Was it a cautionary notice or positive feedback at the AGM in Stellenbosch last Friday that jump-started the share price of PSG Group [JSE:PSG]-controlled investment company Paladin Capital [JSE:PLD]? Aside from the cautionary there are a couple of reasons the market may have got a little excited about Paladin. The first would be confirmation at the AGM that the underlying investments – on a sum-of-the-parts (SOTP) valuation – are worth more than 360c/share against a share price of around 280c. The second would be Paladin executive director Piet Mouton painting a very encouraging picture for its two biggest investments: private education group Curro Holdings (which enjoyed a very successful listing recently) and empowerment investment group Thembeka Capital (described as a “no risk single stock future”).
Regarding the cautionary, the impression Finweek got at the AGM was the notice related to a possible funding exercise for Paladin (which may have some rather large future obligations as regards its anchor shareholding in the fast-expanding Curro).
But not long after the meeting, colleague Marc Ashton heard from Johannesburg-based sources that some of the smart money set might be betting on PSG buying out minority shareholders in Paladin and delisting it. Perhaps a delisting option may not be that far-fetched – and not only because Paladin is still trading at a sizeable discount to its SOTP value.
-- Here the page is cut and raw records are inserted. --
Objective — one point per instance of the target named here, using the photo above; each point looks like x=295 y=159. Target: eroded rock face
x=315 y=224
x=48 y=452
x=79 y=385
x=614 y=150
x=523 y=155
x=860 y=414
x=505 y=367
At the AGM Mouton hinted Paladin might well look at altering its investment strategy, noting that four investments – 76% held Curro (R850m), 49% held Thembeka (R586m), 22% of engineering group PreCrete-Nozala (R200m) and its 11% stake in junior miner Petmin (R180m) – make up more than 85% of the R2,1bn portfolio. In fact, Curro and Thembeka make up over 65% of the strong portfolio.
Mouton reckoned Paladin could look to reducing the number of holdings in its 12-strong portfolio, concentrating on its existing larger investments and looking at deals that would materially impact earnings and underlying value. Of the smaller investments it seems unlikely building stakes in listed counters such as Top-Fix, Erbacon and IQuad is neither practical nor profitable. Unlisted ventures such as African Unity Insurance, Protea Foundry and GRW Holdings are relatively small and even with strong growth won’t register much more than a small blip on the portfolio value radar.
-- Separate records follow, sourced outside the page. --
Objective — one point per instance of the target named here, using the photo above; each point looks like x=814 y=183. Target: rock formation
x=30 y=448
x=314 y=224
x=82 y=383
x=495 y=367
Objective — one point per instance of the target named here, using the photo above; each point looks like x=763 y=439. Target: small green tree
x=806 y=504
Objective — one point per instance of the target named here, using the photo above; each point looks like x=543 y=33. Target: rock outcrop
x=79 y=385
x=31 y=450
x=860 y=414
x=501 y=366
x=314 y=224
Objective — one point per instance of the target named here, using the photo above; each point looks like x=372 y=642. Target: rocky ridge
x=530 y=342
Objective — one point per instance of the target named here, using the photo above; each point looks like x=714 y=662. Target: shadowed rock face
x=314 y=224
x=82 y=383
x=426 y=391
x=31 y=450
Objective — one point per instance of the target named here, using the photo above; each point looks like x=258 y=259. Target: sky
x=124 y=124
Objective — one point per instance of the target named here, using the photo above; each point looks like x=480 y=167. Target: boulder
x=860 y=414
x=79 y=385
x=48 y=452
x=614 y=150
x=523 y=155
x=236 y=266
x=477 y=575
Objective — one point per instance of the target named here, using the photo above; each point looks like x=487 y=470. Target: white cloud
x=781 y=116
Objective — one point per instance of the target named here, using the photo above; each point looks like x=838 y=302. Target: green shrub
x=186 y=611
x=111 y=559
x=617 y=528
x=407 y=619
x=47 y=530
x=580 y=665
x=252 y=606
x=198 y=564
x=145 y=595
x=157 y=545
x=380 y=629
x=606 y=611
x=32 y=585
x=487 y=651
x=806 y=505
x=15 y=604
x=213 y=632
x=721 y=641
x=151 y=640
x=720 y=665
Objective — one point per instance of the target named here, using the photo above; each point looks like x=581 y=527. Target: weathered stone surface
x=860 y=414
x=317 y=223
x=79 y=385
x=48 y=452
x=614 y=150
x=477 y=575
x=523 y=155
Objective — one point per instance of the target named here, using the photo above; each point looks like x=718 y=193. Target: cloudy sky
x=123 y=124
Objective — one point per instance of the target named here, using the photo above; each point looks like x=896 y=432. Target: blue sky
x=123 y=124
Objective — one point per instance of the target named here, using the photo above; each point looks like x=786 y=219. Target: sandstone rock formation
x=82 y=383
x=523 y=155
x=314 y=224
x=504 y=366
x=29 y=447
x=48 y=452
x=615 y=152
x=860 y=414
Mouton conceded even if some of the smaller investments doubled in size there wouldn’t be a major value proposition for shareholders. “We’ll probably look at fewer investments and concentrate on opportunities we can actively manage.” He added Paladin would seek opportunities that allowed it to secure larger stakes in companies. “We don’t want to be blocked.”
That sounded like a veiled reference to what transpired at corporate cousin Zeder, where attempts to push KWV into the Pioneer fold were blocked by minority shareholders earlier this year.
Mouton didn’t indicate how many underlying investments would be the optimum number for Paladin – although he mentioned security services and Africa opportunities are areas for future investment. However, if Paladin disposed of its “rats and mice” (which may take time in current market conditions) and stuck to a handful of big investments there might be a risk of the market preferring to buy directly into the underlying investments. Would that not mean the discount to underlying SOTP value widening markedly?
Curro is already listed, but Thembeka – which trades on an over-the-counter basis – probably won’t be considering a listing for the foreseeable future.
Mouton explained Thembeka needs to be owned by black groups and individuals. “Following a listing we’ll lose control of the share ownership at Thembeka – hence the company will lose its black empowerment status.” Thembeka is currently worth around R1bn and has ambitions to grow into a R10bn empowerment contender. Significantly, it has the capital (both physical and intellectual) to chase down attractive empowerment deals.
But whether Thembeka (see TheSPECtacle, page 36) is driving sentiment for Paladin is debatable. Right now we’d say Curro is whipping up the froth for Paladin. Perhaps the bottom line is that unless Paladin – originally tagged as PSG’s preferred investment vehicle – can offer a compelling strategy to secure big chunky deals going forward, maybe there’s some merit in suggestions that a more narrowly focused Paladin be bundled back into PSG.